Et peu à peu, à force de patience, voici la caravane rendue dans un pays tout différent, dans une grasse plaine couverte d’une herbe abondante émaillée de fleurs, où pousse l’acacia nommé mokalaa, dont les feuilles fines et tendres sont si recherchées de la giraffe. Là galopent les quaggas zébrés (equus quagga), les gnoos à tête droite (catoblepas gorgon) ; autour du lac salé de Little Chooi, les autruches et les gazelles viennent paître un herbage que refusent les animaux apprivoisés.

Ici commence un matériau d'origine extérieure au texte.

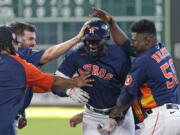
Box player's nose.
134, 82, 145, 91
32, 40, 36, 45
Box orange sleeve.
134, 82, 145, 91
10, 55, 55, 92
32, 86, 49, 93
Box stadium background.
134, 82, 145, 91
0, 0, 179, 134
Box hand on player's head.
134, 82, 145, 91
77, 20, 92, 40
89, 7, 113, 24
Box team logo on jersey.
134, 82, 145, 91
89, 27, 96, 34
78, 64, 113, 81
125, 74, 133, 86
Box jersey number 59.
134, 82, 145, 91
160, 59, 178, 89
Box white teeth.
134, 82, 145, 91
90, 48, 97, 52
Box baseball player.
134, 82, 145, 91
90, 7, 180, 135
91, 8, 180, 135
0, 26, 93, 135
9, 21, 90, 131
69, 100, 145, 135
55, 20, 135, 135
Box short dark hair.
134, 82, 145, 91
131, 19, 156, 35
0, 26, 18, 55
9, 22, 36, 36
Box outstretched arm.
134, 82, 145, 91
90, 7, 128, 45
39, 21, 90, 64
53, 71, 90, 104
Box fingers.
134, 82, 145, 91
69, 120, 76, 127
78, 20, 92, 39
69, 88, 90, 104
78, 95, 89, 103
80, 73, 94, 87
79, 90, 90, 99
69, 113, 83, 127
109, 109, 122, 118
91, 7, 103, 15
89, 7, 104, 17
83, 74, 92, 79
81, 71, 91, 76
81, 91, 90, 99
84, 20, 92, 26
89, 7, 112, 24
18, 119, 27, 129
83, 80, 94, 87
76, 71, 94, 87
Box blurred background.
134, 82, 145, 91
0, 0, 179, 134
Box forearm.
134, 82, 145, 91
40, 36, 80, 64
51, 76, 78, 91
109, 88, 135, 118
110, 98, 130, 118
108, 17, 129, 45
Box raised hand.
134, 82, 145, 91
77, 20, 92, 40
89, 7, 113, 23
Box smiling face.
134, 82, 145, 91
130, 19, 157, 55
131, 32, 156, 55
84, 39, 106, 57
17, 30, 36, 49
131, 32, 147, 55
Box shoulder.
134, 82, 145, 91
18, 48, 45, 66
9, 55, 30, 69
105, 42, 129, 58
18, 48, 44, 57
132, 50, 153, 70
18, 48, 31, 55
134, 53, 148, 64
65, 43, 86, 57
106, 42, 124, 52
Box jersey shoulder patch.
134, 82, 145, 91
125, 74, 133, 86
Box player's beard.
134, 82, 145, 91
131, 47, 140, 57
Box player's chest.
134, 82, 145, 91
75, 57, 121, 81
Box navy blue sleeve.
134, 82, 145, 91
119, 87, 135, 104
119, 57, 147, 103
18, 48, 45, 67
18, 88, 33, 117
57, 50, 78, 77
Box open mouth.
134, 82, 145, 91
89, 47, 98, 53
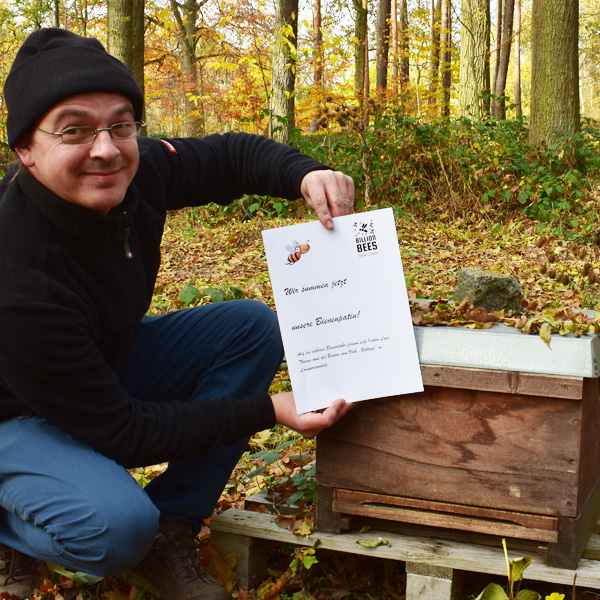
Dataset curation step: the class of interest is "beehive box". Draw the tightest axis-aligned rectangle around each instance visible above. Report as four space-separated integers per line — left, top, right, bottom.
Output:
316 323 600 569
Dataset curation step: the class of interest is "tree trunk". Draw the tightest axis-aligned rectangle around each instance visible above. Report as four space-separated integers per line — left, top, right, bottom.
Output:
428 0 441 106
354 0 368 100
107 0 145 123
375 0 391 93
529 0 579 145
53 0 60 27
492 0 502 99
107 0 134 73
132 0 145 125
492 0 514 119
399 0 409 90
514 0 522 117
310 0 323 134
390 0 398 97
270 0 298 144
440 0 451 117
313 0 323 91
458 0 490 120
364 0 370 101
169 0 204 137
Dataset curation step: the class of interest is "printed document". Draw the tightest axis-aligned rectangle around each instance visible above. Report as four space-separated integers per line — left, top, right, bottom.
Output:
262 208 423 413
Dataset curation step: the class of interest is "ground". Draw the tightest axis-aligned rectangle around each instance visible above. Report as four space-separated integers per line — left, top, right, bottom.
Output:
148 208 600 600
10 207 600 600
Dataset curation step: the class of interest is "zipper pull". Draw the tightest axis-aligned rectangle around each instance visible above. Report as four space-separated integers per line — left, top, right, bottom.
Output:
124 224 133 259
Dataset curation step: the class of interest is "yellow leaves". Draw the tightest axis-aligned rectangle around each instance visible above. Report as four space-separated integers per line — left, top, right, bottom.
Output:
207 59 239 72
201 540 237 592
275 513 314 537
508 306 600 346
539 322 552 347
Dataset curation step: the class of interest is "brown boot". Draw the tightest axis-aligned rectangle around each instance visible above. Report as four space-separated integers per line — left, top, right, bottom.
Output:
122 522 229 600
0 543 42 598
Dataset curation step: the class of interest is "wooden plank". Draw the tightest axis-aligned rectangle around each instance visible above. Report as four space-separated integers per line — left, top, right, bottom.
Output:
332 499 557 543
333 490 558 530
210 509 600 587
405 562 460 600
317 391 581 516
577 378 600 510
332 490 558 542
210 530 268 590
420 365 584 400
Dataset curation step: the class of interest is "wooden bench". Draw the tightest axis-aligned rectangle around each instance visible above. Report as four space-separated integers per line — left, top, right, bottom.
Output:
210 507 600 599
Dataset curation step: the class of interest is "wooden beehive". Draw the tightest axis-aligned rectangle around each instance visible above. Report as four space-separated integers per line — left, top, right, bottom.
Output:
316 323 600 569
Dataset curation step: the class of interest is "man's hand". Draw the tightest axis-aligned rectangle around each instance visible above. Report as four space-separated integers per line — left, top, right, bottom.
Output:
300 170 355 230
271 392 353 438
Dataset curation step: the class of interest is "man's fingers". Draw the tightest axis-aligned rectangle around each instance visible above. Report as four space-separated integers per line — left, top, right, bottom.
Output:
300 170 355 229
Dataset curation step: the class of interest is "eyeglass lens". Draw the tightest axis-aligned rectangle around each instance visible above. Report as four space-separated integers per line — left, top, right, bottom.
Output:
61 122 143 144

Magnifique spectacle d’une nature riche, fertile, belle à voir, qui se couvre de verdure, loin des troupeaux et des bergers, pour nourrir les animaux, seuls maîtres de ces solitudes ; qui lance au milieu du désert des ruisseaux et des fleuves, afin que ces vallées soient arrosées et rafraîchies comme celles qui produisent les moissons et les fruits semés et plantés par la main de l’homme !

Quelques Barolongs et Batlaroos, de la famille dispersée des Bechuanas, vinrent en armes demander du tabac aux chariots, à la grande consternation du cuisinier Richard ; la frayeur lui donna une expression si grotesque, il enfonça son bonnet sur ses yeux et croisa ses bras avec une telle expression de désespoir, que nous le trouverons désormais désigné, par antiphrase, sous le nom de Cœur-de-Lion !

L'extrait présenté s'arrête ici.